True Review: Humshakalsby Niharika Puri June 20 2014, 10:33 am Estimated Reading Time: 3 mins, 18 secs
Critics Rating: 2 STARS*
Cast: Saif Ali Khan, Riteish Deshmukh, Ram Kapoor, Bipasha Basu, Tamannaah Bhatia, Esha Gupta
Direction: Sajid Khan
Produced: Vashu Bhagnani
Written by: Farhad, Sajid Khan
Duration:2 hours 39 minutes.
There is a ‘you did not just do that‘ moment right before the film begins when the makers dedicate Humshakals to comic stalwarts Kishore Kumar, Jim Carrey and Peter Sellers. But that happens to be the first of many instances in the film. You will either cringe when those moments arrive or grimace enough till the persistent humour forces a chuckle out of you.
Three actors, nine roles. That was the much-touted USP, which the film delivers in its absurd, mind-numbing and occasionally funny manner.
Ashok Singhania is a billionaire who runs the family company because his father (Akash Khurana) is in a coma. It is not explained why. A lot of things are not, but it is a Sajid Khan film so we roll with it. The high-profile hot-shot still insists on trying his hand at stand-up comedy, which would clearly be ill-fated from the start if you recite god-awful SMS jokes to an English audience in Hindi.
Only TV show host Shanaya (Tamannaah Bhatia) finds them funny, so they are a match made in heaven. Ashok’s friend, Kumar (Riteish Deshmukh) hangs around in his life and is apparently important enough to sit with him at his board meetings. There is also Ashok’s conniving uncle, Kunwar Amar Nath Singh aka Kans (Ram Kapoor) who wants to usurp the company.
It involves a hare-brained plan to prove Ashok-Kumar insane and thrown into a mental asylum. This one is called Lord Cray G Mental Asylum. Get it? Cray-jee. Crazy. The director has similar concerns about some of his word puns being overlooked so he ensures that they are explained.
Anyway, the plot thickens with a great multiplication of triplets at each turn, in varying degrees of sanity. The heroes enlist the help of Shanaya along with Ashok’s estate manager Mishti (Bipasha Basu) and hot doctor Shivani (Esha Gupta) to bail them out of the tough spot. And the characters have to impersonate each other.

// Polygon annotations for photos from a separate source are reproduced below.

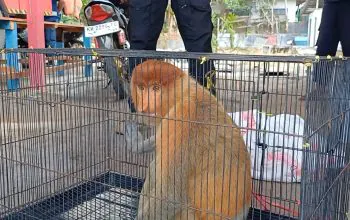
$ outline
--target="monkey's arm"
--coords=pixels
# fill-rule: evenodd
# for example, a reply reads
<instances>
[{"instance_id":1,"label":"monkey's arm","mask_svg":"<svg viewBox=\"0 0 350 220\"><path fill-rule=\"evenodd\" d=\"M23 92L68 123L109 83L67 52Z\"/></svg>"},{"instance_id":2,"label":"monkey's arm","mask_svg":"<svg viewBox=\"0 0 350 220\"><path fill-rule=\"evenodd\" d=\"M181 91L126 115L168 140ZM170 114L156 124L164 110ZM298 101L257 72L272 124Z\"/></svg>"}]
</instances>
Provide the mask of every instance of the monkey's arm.
<instances>
[{"instance_id":1,"label":"monkey's arm","mask_svg":"<svg viewBox=\"0 0 350 220\"><path fill-rule=\"evenodd\" d=\"M133 153L149 153L155 149L155 136L144 140L143 135L138 131L137 122L127 121L125 123L126 147Z\"/></svg>"}]
</instances>

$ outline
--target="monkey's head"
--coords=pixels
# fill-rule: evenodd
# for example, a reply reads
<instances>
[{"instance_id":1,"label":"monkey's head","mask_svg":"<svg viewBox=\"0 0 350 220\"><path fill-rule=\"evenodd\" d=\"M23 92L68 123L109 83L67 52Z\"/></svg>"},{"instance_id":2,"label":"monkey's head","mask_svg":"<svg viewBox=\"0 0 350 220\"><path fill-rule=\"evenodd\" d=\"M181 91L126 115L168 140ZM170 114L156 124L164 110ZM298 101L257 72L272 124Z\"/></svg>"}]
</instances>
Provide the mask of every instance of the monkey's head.
<instances>
[{"instance_id":1,"label":"monkey's head","mask_svg":"<svg viewBox=\"0 0 350 220\"><path fill-rule=\"evenodd\" d=\"M181 96L184 72L176 66L147 60L135 67L131 77L131 96L138 112L165 116Z\"/></svg>"}]
</instances>

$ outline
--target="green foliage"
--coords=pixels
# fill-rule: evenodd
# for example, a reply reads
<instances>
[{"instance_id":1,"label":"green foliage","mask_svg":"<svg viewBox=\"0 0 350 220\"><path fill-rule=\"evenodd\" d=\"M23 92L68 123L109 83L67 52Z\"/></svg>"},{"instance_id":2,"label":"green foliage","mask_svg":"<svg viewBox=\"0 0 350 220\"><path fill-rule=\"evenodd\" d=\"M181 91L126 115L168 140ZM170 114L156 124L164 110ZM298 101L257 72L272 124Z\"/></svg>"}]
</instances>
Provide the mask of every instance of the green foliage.
<instances>
[{"instance_id":1,"label":"green foliage","mask_svg":"<svg viewBox=\"0 0 350 220\"><path fill-rule=\"evenodd\" d=\"M237 18L239 15L249 15L250 6L247 0L221 0L220 3L225 12L223 14L213 13L212 22L214 24L212 46L217 49L217 33L229 33L230 43L233 45ZM218 26L219 25L219 26Z\"/></svg>"}]
</instances>

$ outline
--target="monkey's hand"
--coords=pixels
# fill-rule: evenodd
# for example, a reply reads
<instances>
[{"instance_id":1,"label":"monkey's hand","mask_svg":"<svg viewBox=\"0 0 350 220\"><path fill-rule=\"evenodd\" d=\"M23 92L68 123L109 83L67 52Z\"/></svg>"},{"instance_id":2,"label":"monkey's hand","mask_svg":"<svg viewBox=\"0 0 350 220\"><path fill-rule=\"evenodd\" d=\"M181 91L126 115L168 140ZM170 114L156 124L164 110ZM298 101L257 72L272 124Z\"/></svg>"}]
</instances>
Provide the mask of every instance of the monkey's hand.
<instances>
[{"instance_id":1,"label":"monkey's hand","mask_svg":"<svg viewBox=\"0 0 350 220\"><path fill-rule=\"evenodd\" d=\"M125 122L125 142L126 148L133 153L149 153L155 149L155 136L144 140L143 135L139 132L137 122Z\"/></svg>"}]
</instances>

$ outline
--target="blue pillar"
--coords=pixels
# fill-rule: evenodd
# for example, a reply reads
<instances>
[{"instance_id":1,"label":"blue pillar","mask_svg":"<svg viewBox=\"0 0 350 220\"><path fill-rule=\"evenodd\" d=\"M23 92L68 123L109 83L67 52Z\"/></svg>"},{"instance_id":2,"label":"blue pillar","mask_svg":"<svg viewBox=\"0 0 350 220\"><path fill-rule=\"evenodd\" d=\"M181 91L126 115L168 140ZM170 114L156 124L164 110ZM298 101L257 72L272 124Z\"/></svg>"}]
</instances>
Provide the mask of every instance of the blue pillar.
<instances>
[{"instance_id":1,"label":"blue pillar","mask_svg":"<svg viewBox=\"0 0 350 220\"><path fill-rule=\"evenodd\" d=\"M17 23L10 21L1 21L0 28L5 29L5 48L18 48L17 41ZM18 64L18 54L17 53L7 53L6 54L6 66L13 68L16 72L19 71ZM19 78L8 79L7 80L7 89L9 91L15 91L19 89Z\"/></svg>"},{"instance_id":2,"label":"blue pillar","mask_svg":"<svg viewBox=\"0 0 350 220\"><path fill-rule=\"evenodd\" d=\"M84 33L84 47L91 48L91 38L85 37ZM85 56L85 61L89 62L91 60L91 56ZM85 77L92 76L92 64L85 65Z\"/></svg>"}]
</instances>

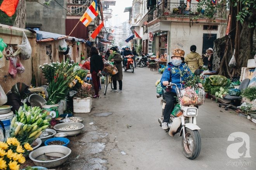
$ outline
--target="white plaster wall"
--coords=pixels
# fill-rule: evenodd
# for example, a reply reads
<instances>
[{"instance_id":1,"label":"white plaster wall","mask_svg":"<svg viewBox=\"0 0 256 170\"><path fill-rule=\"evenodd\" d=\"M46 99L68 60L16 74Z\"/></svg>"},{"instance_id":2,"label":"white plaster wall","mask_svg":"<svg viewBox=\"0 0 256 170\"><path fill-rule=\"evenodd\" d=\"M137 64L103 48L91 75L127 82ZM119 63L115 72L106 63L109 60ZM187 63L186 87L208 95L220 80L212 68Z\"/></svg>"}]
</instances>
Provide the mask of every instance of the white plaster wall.
<instances>
[{"instance_id":1,"label":"white plaster wall","mask_svg":"<svg viewBox=\"0 0 256 170\"><path fill-rule=\"evenodd\" d=\"M196 52L202 55L203 45L203 35L205 34L217 34L217 38L220 37L220 26L218 31L203 30L203 25L206 24L194 23L189 27L189 23L171 22L170 53L175 48L181 48L185 51L185 55L190 52L190 46L195 45Z\"/></svg>"}]
</instances>

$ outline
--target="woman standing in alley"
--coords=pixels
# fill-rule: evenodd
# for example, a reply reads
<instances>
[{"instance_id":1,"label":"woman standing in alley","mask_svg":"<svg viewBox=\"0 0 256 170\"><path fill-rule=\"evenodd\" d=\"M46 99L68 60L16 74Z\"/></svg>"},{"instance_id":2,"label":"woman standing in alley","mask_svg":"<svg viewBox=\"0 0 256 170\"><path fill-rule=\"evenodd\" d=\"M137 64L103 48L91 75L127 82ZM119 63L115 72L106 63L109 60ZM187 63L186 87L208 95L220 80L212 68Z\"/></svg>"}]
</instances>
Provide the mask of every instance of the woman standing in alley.
<instances>
[{"instance_id":1,"label":"woman standing in alley","mask_svg":"<svg viewBox=\"0 0 256 170\"><path fill-rule=\"evenodd\" d=\"M91 57L90 62L90 72L92 74L92 83L94 87L95 94L92 97L99 98L100 95L99 94L99 90L100 89L100 77L101 76L101 70L103 69L104 64L102 57L99 55L98 50L94 46L91 48L90 52L90 55Z\"/></svg>"},{"instance_id":2,"label":"woman standing in alley","mask_svg":"<svg viewBox=\"0 0 256 170\"><path fill-rule=\"evenodd\" d=\"M110 53L112 55L113 51L116 52L116 48L113 47L110 49ZM123 70L122 68L122 57L120 54L118 53L116 53L115 55L112 59L111 59L111 62L114 62L116 63L116 67L118 70L118 72L114 75L113 76L113 85L114 85L114 88L111 91L117 91L118 93L120 93L123 91L122 88L123 86L123 82L122 80L123 79ZM119 90L117 90L117 82L116 81L118 81L119 84Z\"/></svg>"}]
</instances>

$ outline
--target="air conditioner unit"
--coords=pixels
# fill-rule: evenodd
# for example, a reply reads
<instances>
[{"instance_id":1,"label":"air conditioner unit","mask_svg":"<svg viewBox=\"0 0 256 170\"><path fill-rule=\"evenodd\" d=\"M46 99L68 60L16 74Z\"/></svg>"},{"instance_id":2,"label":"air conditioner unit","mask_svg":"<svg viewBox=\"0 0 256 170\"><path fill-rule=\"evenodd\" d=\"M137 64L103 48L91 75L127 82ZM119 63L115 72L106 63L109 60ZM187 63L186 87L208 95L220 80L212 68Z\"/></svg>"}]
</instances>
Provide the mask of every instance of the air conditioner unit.
<instances>
[{"instance_id":1,"label":"air conditioner unit","mask_svg":"<svg viewBox=\"0 0 256 170\"><path fill-rule=\"evenodd\" d=\"M147 27L146 26L143 26L143 32L144 33L147 33Z\"/></svg>"}]
</instances>

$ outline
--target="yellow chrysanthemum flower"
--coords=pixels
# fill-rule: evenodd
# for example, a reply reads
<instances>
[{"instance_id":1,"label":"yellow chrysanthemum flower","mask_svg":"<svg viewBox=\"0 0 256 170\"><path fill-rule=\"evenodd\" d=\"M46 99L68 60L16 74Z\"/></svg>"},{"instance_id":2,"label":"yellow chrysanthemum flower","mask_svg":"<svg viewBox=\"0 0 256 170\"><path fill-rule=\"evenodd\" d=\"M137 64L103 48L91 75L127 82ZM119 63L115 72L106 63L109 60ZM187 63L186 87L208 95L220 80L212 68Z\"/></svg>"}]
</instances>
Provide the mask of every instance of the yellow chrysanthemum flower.
<instances>
[{"instance_id":1,"label":"yellow chrysanthemum flower","mask_svg":"<svg viewBox=\"0 0 256 170\"><path fill-rule=\"evenodd\" d=\"M24 145L24 148L25 148L25 149L28 150L29 150L29 151L33 150L33 148L32 148L30 145L28 143L26 143Z\"/></svg>"},{"instance_id":2,"label":"yellow chrysanthemum flower","mask_svg":"<svg viewBox=\"0 0 256 170\"><path fill-rule=\"evenodd\" d=\"M7 153L5 152L5 151L0 148L0 156L3 157L5 155L6 155L7 154Z\"/></svg>"},{"instance_id":3,"label":"yellow chrysanthemum flower","mask_svg":"<svg viewBox=\"0 0 256 170\"><path fill-rule=\"evenodd\" d=\"M0 148L2 148L3 150L7 149L9 146L6 143L3 142L0 142Z\"/></svg>"},{"instance_id":4,"label":"yellow chrysanthemum flower","mask_svg":"<svg viewBox=\"0 0 256 170\"><path fill-rule=\"evenodd\" d=\"M7 151L7 154L6 155L7 157L9 158L11 158L13 157L13 153L12 149L8 150L8 151Z\"/></svg>"},{"instance_id":5,"label":"yellow chrysanthemum flower","mask_svg":"<svg viewBox=\"0 0 256 170\"><path fill-rule=\"evenodd\" d=\"M19 158L18 160L18 161L21 163L24 163L26 161L26 159L22 153L20 153L19 155Z\"/></svg>"},{"instance_id":6,"label":"yellow chrysanthemum flower","mask_svg":"<svg viewBox=\"0 0 256 170\"><path fill-rule=\"evenodd\" d=\"M0 158L0 169L6 169L6 161L3 160L3 158Z\"/></svg>"},{"instance_id":7,"label":"yellow chrysanthemum flower","mask_svg":"<svg viewBox=\"0 0 256 170\"><path fill-rule=\"evenodd\" d=\"M23 149L21 145L18 145L16 150L18 153L23 153L25 152L25 150Z\"/></svg>"},{"instance_id":8,"label":"yellow chrysanthemum flower","mask_svg":"<svg viewBox=\"0 0 256 170\"><path fill-rule=\"evenodd\" d=\"M9 163L9 168L11 170L19 170L19 165L18 165L18 162L17 161L10 161Z\"/></svg>"}]
</instances>

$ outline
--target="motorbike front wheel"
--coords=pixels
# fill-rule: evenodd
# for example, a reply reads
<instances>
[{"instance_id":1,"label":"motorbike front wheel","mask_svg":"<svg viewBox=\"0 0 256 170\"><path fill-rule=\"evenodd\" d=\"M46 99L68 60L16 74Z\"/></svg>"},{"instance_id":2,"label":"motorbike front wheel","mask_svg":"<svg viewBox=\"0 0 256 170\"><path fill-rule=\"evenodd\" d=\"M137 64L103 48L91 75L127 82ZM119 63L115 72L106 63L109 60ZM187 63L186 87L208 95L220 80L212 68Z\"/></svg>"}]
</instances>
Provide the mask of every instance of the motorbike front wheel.
<instances>
[{"instance_id":1,"label":"motorbike front wheel","mask_svg":"<svg viewBox=\"0 0 256 170\"><path fill-rule=\"evenodd\" d=\"M189 159L195 159L198 156L201 151L201 137L199 132L197 130L192 131L185 128L185 138L187 143L185 143L183 136L182 139L183 153Z\"/></svg>"},{"instance_id":2,"label":"motorbike front wheel","mask_svg":"<svg viewBox=\"0 0 256 170\"><path fill-rule=\"evenodd\" d=\"M130 64L130 69L131 69L131 72L134 72L134 67L133 64Z\"/></svg>"}]
</instances>

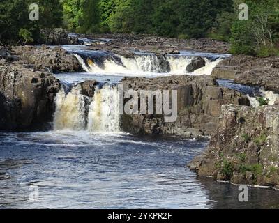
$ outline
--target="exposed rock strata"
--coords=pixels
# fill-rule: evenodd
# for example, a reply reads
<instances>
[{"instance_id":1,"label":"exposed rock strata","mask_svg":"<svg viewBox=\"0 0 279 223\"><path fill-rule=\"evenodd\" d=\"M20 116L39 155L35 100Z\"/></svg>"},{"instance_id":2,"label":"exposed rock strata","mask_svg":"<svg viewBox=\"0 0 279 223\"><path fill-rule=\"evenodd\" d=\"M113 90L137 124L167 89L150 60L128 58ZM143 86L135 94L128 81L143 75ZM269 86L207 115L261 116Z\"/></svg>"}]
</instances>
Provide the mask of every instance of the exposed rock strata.
<instances>
[{"instance_id":1,"label":"exposed rock strata","mask_svg":"<svg viewBox=\"0 0 279 223\"><path fill-rule=\"evenodd\" d=\"M19 63L35 70L45 70L49 72L82 70L77 59L61 47L53 49L46 45L13 47L12 52L20 58Z\"/></svg>"},{"instance_id":2,"label":"exposed rock strata","mask_svg":"<svg viewBox=\"0 0 279 223\"><path fill-rule=\"evenodd\" d=\"M232 56L221 61L213 69L213 75L279 93L279 56Z\"/></svg>"},{"instance_id":3,"label":"exposed rock strata","mask_svg":"<svg viewBox=\"0 0 279 223\"><path fill-rule=\"evenodd\" d=\"M47 128L59 88L59 82L47 72L0 66L0 130Z\"/></svg>"},{"instance_id":4,"label":"exposed rock strata","mask_svg":"<svg viewBox=\"0 0 279 223\"><path fill-rule=\"evenodd\" d=\"M217 128L222 105L250 105L247 97L220 87L209 76L124 78L124 89L178 91L178 118L165 123L162 115L124 115L122 127L133 134L209 135Z\"/></svg>"},{"instance_id":5,"label":"exposed rock strata","mask_svg":"<svg viewBox=\"0 0 279 223\"><path fill-rule=\"evenodd\" d=\"M279 107L223 105L209 146L188 167L199 176L279 187Z\"/></svg>"}]
</instances>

Thus, homosexual and communal stereotypes abound. There are midgets too, because Peter Dinklage is not doing enough to make sure they earn some respect. Satish Shah also features as YM Raj aka Yamraj the warden of the above mentioned mental asylum in the UK in a Nazi uniform. He salutes and bows before photographs of Adolf Hitler, Idi Amin and Saddam Hussein to name a few. The man also has questionable methods of disciplining the inmates. That should have been enough to send the authorities in a tizzy, but it’s played for laughs which probably makes it right in the Sajid Khan universe. Quite surprisingly, some silly scenes do elicit a smile or a laugh.
The director also gets a thumbs-up for including a scene where his version of Himmatwala is used to torment the errant patients.
The film’s climax is set in the House of Commons of the British Parliament. Hold your breath and wait for ‘Prince Charles’ to come on stage and speak in Hindi. When chaos erupts at the event, he actually gets to spout a ridiculous punchline: “This is more confusing than my first marriage.”
The cast is unanimously good or bad, depending on your feelings for this genre. They are all wide-eyed, hammy, twitching and contorting when not caught in a song-dance routine. You also get to see the men in drag. That could potentially send you into either fits or fits of laughter, which would be determined by where your funny bone is hinged.
It will exhaust the more discernible among the audience. However, if it is escapist fare and physical comedy that you seek, this film could entertain you in places. Avoidance or attendance is really in your hands.